En busca de asegurar su pase a cuartos de final en forma anticipada de una Copa América-2019 al que el público le está dando la espalda, Brasil llega a Salvador para enfrentar este martes a Venezuela y con la ilusión de ser arropado por el torcedor bahiano.
El equipo de Tite, que venció 3-0 en su debut en el Grupo A a Bolivia en Sao Paulo, chocará contra una selección vinotinto que rescató un empate sin goles ante Perú y no se amilana ante los pergaminos de su rival.
El choque en el Arena Fonte Nova se disputará a las 20:30 (hb) y podría darse el primer lleno en un partido del torneo continental, que hasta ahora ha visto estadios semivacíos y ni siquiera en el partido inaugural se colgó el cartel de completo.
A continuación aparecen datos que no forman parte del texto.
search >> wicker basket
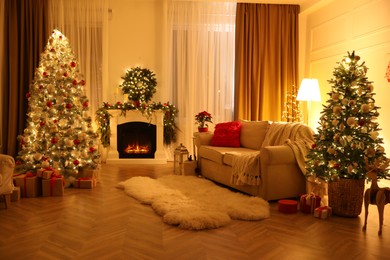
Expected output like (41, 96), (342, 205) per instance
(328, 179), (364, 218)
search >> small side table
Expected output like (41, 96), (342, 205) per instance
(183, 160), (197, 176)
Tres horas antes (17:30 hb), Perú y Bolivia se cruzarán en el estadio Maracaná en un partido clave para sus futuros en la Copa América.
El Grupo A es liderado por Brasil con tres puntos, seguido de Perú y Venezuela con uno cada uno y Bolivia sin puntos.
Los cuartos a la vista El primer objetivo es clasificar a los cuartos de final como primero del grupo, y eso pasa por vencer a Venezuela, pero con el respeto de enfrentarse a una selección que juega hasta de manera irresponsable, lo que dificulta, aseguró el capitán de la Canarinha, Dani Alves. Más allá de lo que hay en juego, la expectativa en Brasil pasa por ver a la Canarinha midiéndose ante un rival de mayor peso futbolístico, como lo es la Venezuela del DT Rafael Dudamel y liderada en el ataque por el cañonero Salomón Rondón (Newcastle). Venezuela ha evolucionado mucho y tiene una generación muy prometedora, un estilo de juego muy suelto. Necesitamos planear muy bien el partido para conseguir un buen resultado, agregó Dani Alves. En tiendas vinotinto el 0-0 ante Perú cayó bien, en buena medida porque los dirigidos por Dudamel tuvieron escasas situaciones de gol ante los incas y terminaron jugando los últimos quince minutos con diez jugadores por la expulsión de Luis Mago. Pero Dudamel toma sus recaudos para enfrentar al pentacampeón mundial. Salir ante Brasil de igual a igual es una locura. Hemos trabajado en diferentes formas de juego. Brasil es un rival que te asfixia con la calidad de su juego y la calidad de sus jugadores, lo que hace mucho más fácil el trabajo al entrenador. Tenemos la ilusión de los tres puntos. Un empate complicaría el grupo para todos", consideró Dudamel.